Some authorities, however, suppose that the variegated hangings, instead of making an awning, were magnificent curtains suspended between the marble pillars of the court. This is the opinion of Professor Rawlinson, and also of Loftus. The latter excavated among the ruins of the great palace at Susa, which he believes to have been the very palace referred to in the book of Esther. His investigations satisfied him that “the Great Hall at Susa consisted of several magnificent groups of columns, together having a frontage of three hundred and forty-three feet nine inches, and a depth of two hundred and forty-four feet. These groups were arranged into a central phalanx of thirty-six columns, (six rows of six each,) flanked on the west, north, and east by an equal number, disposed of in double rows of six each and distant from them sixty-four feet two inches” (Travels in Chaldea and Susiana, p. 367). He thinks that the colored curtains wore hung around the central group of marble columns.

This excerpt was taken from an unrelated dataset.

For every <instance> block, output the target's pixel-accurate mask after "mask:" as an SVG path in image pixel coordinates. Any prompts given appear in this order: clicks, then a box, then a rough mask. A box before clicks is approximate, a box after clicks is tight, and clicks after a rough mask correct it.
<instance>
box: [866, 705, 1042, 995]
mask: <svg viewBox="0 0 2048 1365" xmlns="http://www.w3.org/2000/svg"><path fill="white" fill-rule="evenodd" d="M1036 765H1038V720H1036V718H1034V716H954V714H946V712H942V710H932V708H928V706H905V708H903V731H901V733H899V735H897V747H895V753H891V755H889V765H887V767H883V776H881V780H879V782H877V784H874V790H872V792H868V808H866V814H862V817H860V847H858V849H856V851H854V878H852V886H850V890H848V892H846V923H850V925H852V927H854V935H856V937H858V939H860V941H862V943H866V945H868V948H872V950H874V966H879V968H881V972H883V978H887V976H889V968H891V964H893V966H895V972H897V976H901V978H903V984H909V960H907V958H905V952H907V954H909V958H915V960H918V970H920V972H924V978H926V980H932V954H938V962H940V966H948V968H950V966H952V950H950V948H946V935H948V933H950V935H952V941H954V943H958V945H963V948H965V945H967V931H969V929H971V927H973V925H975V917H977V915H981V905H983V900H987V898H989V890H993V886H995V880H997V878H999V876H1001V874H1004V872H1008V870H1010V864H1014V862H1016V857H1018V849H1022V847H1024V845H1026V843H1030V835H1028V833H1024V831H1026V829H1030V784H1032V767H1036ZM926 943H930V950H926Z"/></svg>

2. It is customary to spread mats and carpets on the court pavement for the accommodation of guests; Ahasuerus with kingly magnificence placed costly couches. These couches of “gold and silver,” on which the guests reclined in the palace court while they feasted, (see note on Matthew 26:7, #712) may have been covered with cloth in which these materials were interwoven, (see note on Proverbs 7:16, #459) or they may have been put on frames which were ornamented with the precious metals. Layard says that “choirs and couches adorned with feet of silver and other metals were looked upon as a great object of luxury in Persia” (Nineveh and its Remains, vol. 2, p. 300). According to Herodotus, the tables, thrones, and couches in the temple of Bolus at Babylonia were of solid gold.